L’opérateur exploite plusieurs sites industriels au Maroc, parmi lesquels les cimenteries de Bouskoura, Meknès, Fès et Settat, ainsi qu’une activité de granulats et de béton prêt à l’emploi. Le rebranding survient alors que la demande intérieure en ciment se redresse, portée par les chantiers d’infrastructures liés à la Coupe du monde 2030 que le Royaume coorganise avec l’Espagne et le Portugal. Les besoins en matériaux pour les stades, les liaisons ferroviaires à grande vitesse et les programmes routiers offrent une perspective de moyen terme favorable aux cimentiers.
Le secteur cimentier marocain à la croisée des chemins
Le marché national reste structuré autour d’un oligopole dans lequel Holcim Maroc affronte notamment Ciments du Maroc, filiale de l’allemand Heidelberg Materials, et Asment Témara. Les volumes de ciment écoulés sur le marché intérieur avaient connu une période de tassement après le pic historique de 2011, avant de retrouver une dynamique positive ces dernières années. Le rythme des livraisons publiées mensuellement par l’Association professionnelle des cimentiers (APC) sert d’indicateur avancé de l’activité du bâtiment.
Au-delà du marché domestique, la filiale marocaine s’est positionnée comme une plateforme d’exportation vers plusieurs pays d’Afrique de l’Ouest, notamment la Guinée et la Côte d’Ivoire. La standardisation sous une marque unique facilite la commercialisation des gammes du groupe à l’international, en particulier les produits estampillés ECOPact, la ligne de bétons à faible teneur en carbone qui constitue désormais l’un des fers de lance commerciaux de la multinationale suisse.
Gouvernance et perspectives boursières
Holcim Maroc demeure contrôlée conjointement par le groupe Holcim Ltd et la Société nationale d’investissement (SNI), via un pacte d’actionnaires noué de longue date. Cette configuration capitalistique, qui associe un industriel mondial à un investisseur de référence marocain, n’a pas vocation à évoluer dans le sillage du changement de nom.

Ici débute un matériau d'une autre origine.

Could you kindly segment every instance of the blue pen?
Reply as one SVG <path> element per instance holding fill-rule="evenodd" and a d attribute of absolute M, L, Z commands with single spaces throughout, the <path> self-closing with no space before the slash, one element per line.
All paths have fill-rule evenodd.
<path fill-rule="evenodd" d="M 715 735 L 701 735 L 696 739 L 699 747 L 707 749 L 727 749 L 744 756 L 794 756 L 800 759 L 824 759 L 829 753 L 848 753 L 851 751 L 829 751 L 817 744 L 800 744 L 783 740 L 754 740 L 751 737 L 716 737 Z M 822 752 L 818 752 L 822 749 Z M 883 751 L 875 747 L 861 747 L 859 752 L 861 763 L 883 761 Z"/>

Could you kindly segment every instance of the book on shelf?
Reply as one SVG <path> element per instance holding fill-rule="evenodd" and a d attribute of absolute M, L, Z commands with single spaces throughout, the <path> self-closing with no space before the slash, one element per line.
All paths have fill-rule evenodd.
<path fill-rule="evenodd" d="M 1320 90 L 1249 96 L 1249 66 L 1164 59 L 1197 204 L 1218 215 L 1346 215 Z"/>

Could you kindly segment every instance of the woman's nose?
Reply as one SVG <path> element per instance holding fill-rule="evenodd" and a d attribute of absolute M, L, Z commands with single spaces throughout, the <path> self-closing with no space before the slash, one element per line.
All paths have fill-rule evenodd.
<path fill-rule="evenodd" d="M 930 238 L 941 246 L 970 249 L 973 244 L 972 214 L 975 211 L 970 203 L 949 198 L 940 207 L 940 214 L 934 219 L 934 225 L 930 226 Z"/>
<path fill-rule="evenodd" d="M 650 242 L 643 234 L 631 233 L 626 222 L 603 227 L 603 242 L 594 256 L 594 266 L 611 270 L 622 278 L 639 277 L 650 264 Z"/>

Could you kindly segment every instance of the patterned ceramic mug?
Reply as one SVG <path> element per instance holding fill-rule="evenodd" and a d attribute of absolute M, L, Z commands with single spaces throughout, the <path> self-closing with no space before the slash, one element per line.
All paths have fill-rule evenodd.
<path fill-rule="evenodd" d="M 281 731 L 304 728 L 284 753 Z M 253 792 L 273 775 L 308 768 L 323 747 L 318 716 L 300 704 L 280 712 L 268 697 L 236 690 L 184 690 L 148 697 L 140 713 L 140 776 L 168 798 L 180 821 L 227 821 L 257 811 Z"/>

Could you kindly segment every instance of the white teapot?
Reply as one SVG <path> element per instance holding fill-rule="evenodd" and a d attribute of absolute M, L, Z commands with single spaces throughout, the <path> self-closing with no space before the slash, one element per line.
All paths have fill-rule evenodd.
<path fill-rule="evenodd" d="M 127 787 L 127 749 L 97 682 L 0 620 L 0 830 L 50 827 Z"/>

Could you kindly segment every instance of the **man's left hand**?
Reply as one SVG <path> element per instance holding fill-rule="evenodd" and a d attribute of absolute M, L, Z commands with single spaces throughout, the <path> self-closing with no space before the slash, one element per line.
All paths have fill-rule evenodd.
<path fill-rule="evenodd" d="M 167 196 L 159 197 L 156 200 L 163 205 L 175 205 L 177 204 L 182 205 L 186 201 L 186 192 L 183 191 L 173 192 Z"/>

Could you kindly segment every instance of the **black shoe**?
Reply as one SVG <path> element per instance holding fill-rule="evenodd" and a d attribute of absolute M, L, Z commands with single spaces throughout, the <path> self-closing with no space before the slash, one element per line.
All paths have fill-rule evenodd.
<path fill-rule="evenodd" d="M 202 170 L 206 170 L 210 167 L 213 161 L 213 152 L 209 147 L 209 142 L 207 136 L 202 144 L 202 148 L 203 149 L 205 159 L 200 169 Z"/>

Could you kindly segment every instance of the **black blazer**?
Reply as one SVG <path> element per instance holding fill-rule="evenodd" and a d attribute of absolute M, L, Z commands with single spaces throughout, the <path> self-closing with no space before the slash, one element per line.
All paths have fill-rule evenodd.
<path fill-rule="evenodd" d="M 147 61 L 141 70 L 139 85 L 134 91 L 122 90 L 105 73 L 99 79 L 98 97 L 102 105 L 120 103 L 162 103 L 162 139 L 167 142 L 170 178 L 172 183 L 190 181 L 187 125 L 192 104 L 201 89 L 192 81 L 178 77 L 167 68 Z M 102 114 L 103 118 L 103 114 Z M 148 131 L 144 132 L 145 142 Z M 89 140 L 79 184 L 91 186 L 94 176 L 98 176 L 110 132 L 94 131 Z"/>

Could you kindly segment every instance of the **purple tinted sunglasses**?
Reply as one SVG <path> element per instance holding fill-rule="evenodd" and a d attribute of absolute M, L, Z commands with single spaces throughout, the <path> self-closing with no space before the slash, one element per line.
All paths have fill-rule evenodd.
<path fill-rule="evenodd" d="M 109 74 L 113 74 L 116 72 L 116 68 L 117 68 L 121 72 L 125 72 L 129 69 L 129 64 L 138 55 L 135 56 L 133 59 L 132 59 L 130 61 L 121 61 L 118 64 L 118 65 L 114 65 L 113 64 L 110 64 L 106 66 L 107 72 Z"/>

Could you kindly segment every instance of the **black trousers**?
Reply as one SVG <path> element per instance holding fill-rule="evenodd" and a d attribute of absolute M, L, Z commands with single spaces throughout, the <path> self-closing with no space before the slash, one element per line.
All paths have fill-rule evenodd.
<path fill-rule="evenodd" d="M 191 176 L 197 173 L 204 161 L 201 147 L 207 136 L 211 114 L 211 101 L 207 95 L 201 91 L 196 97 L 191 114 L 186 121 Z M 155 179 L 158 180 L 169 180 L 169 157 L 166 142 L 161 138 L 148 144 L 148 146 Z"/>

La place de Casablanca a accueilli favorablement l’annonce, le titre figurant parmi les valeurs industrielles les plus suivies par les gestionnaires d’actifs.
Reste que la nouvelle identité s’accompagne d’attentes accrues en matière d’investissements industriels et de transition énergétique. La modernisation des fours, le recours croissant aux combustibles alternatifs issus de déchets et le développement de ciments composés à plus faible clinker constituent les chantiers techniques sur lesquels la direction sera jugée. Le calendrier annoncé prévoit un déploiement progressif de la nouvelle identité visuelle sur l’ensemble des sites et des supports commerciaux d’ici la fin de l’exercice. Selon Financial Afrik, l’opération scelle la fin d’une séquence ouverte par la fusion Lafarge-Holcim et ouvre un cycle inédit pour le cimentier marocain.